Gravely wounded planet

Our generation will not see the worst of this unfolding tragedy, but our more immediate descendants will bear the brunt of it. That the next generation is seriously concerned about inheriting a gravely wounded planet was dramatically manifested last September when millions of citizens from some 150 countries, led by students, gathered in thousands of locations and held numerous strikes protesting climate change, citing countries most responsible and condemning the lack of effective action from world leaders.

These protests were timed immediately before the United Nations Climate Action Summit held on Sept. 21-25.

“How dare you!” Greta Thunberg, 16-year-old Swedish student activist and the face of the youth in the ongoing battle against climate change, emphatically rebuked world leaders during the summit, accusing them of continuous inaction on the crisis despite scientific evidence of its threat to the future and the youth.

She continued, “People are suffering, people are dying. Entire ecosystems are collapsing. We are in the beginning of mass extinction, and all you can talk about is money and fairy-tales of economic growth.”

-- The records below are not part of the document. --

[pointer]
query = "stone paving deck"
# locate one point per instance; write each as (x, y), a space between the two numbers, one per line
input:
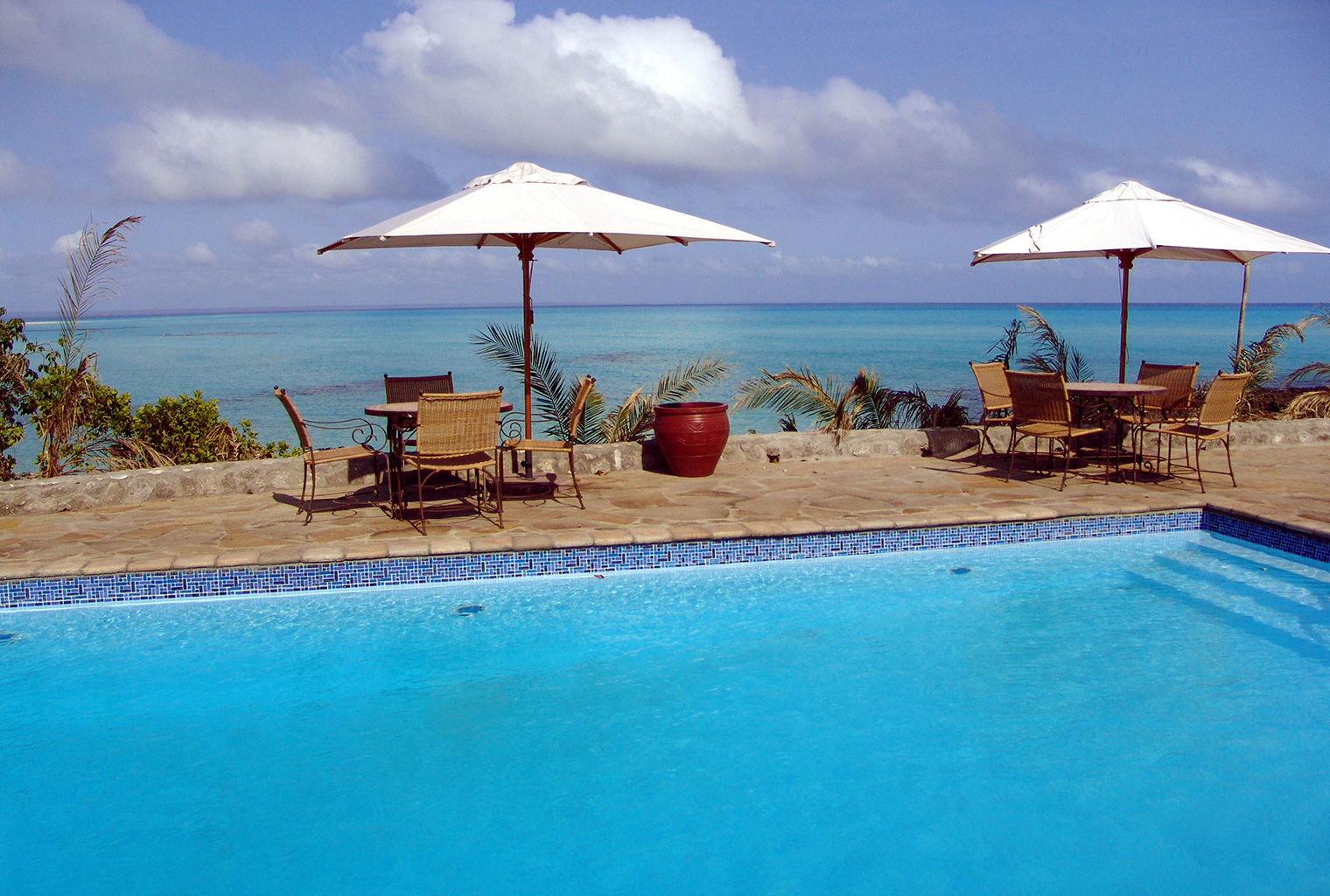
(1284, 484)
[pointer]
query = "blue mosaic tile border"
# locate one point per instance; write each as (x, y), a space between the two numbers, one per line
(1266, 535)
(192, 584)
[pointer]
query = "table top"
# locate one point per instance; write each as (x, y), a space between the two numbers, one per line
(1114, 389)
(411, 409)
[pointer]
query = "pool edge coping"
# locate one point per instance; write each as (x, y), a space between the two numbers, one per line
(212, 583)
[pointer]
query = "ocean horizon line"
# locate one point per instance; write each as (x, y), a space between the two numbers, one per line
(189, 312)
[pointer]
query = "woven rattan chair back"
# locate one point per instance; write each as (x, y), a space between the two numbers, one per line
(458, 423)
(410, 388)
(991, 378)
(1039, 398)
(302, 432)
(578, 406)
(1177, 382)
(1222, 399)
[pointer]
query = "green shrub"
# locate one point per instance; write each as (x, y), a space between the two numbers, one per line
(191, 430)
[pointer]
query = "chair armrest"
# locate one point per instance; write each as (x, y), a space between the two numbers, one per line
(362, 432)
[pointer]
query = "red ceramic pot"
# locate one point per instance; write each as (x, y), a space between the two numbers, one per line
(692, 435)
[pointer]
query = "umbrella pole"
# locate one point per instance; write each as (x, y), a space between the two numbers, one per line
(1237, 355)
(527, 256)
(1124, 261)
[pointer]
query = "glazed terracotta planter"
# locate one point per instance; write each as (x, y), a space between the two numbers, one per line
(692, 435)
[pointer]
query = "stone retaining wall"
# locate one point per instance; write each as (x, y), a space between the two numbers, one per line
(284, 475)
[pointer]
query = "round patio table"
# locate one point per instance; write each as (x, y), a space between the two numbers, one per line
(399, 416)
(1117, 395)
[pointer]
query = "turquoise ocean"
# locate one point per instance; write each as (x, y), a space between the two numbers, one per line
(332, 362)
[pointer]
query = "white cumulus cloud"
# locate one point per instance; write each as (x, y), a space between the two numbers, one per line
(256, 234)
(183, 156)
(662, 94)
(642, 91)
(66, 243)
(20, 178)
(1242, 191)
(200, 254)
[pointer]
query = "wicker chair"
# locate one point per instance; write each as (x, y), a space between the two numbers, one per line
(1041, 410)
(1169, 406)
(459, 434)
(575, 415)
(995, 394)
(410, 388)
(1212, 423)
(362, 432)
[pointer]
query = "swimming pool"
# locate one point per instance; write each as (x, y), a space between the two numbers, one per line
(1141, 713)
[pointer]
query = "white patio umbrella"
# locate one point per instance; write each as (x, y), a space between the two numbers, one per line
(528, 206)
(1132, 220)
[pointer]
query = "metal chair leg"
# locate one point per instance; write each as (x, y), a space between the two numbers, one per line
(572, 472)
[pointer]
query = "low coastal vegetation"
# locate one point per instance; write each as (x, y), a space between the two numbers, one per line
(84, 424)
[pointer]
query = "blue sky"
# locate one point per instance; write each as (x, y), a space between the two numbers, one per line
(878, 144)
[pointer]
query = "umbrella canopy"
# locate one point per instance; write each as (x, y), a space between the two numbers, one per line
(528, 206)
(1132, 220)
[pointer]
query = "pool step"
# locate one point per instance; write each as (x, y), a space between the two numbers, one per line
(1253, 586)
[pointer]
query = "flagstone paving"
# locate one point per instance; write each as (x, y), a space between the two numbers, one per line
(1286, 484)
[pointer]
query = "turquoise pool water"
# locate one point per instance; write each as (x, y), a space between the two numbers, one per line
(1132, 714)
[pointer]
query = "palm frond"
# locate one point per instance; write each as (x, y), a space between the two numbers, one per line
(88, 281)
(792, 391)
(552, 395)
(1261, 356)
(1053, 354)
(1309, 404)
(1004, 347)
(631, 420)
(634, 417)
(1314, 371)
(688, 376)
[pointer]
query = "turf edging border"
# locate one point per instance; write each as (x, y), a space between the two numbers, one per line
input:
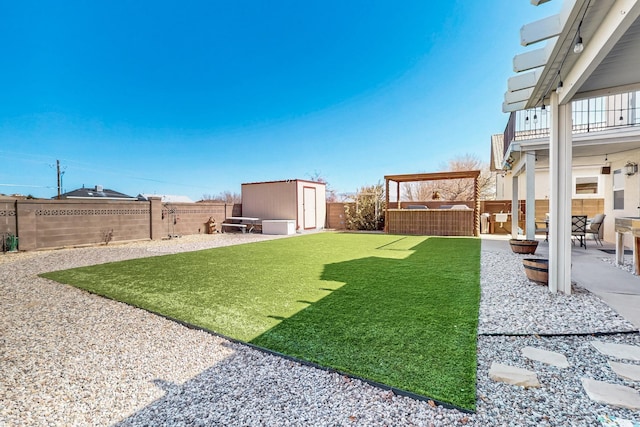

Sadly, many adults today are still only vaguely aware or worse, hardly concerned about the disastrous long-term effects of climate change on human quality of life and survival. Here’s a brief review:

Man’s heavy use of fossil fuels (petroleum, coal, natural gas) to generate energy and electricity for residential, commercial and industrial use results in the emission of greenhouse gases (carbon dioxide, methane, fluorocarbons, etc.) which in turn cause the earth’s surface temperature to rise (global warming). This is the driver of climate change, manifested by various environmental disruptions, especially in the weather.

Recent examples are record-breaking temperatures (90 degrees in usually cold Anchorage, heat waves causing fatalities in major European cities, e.g. 108 degrees in Paris), accelerated melting of glaciers and rising sea levels, which will eventually inundate low-lying cities and islands.

Extreme weather events (hurricanes, typhoons, tornadoes) are also becoming common; droughts and floods cause food scarcity, forcing many to migrate and become climate refugees. According to the National Aeronautics and Space Administration, 18 of the 19 warmest years ever recorded have occurred since 2000 (cited figures are from an article in the Los Angeles Times in google.com).

Too late

Although it’s too late to avert or reverse climate change, the consensus is that we can still mitigate its worst long-term consequences if we act individually and collectively (official local and international action and private advocacy initiatives).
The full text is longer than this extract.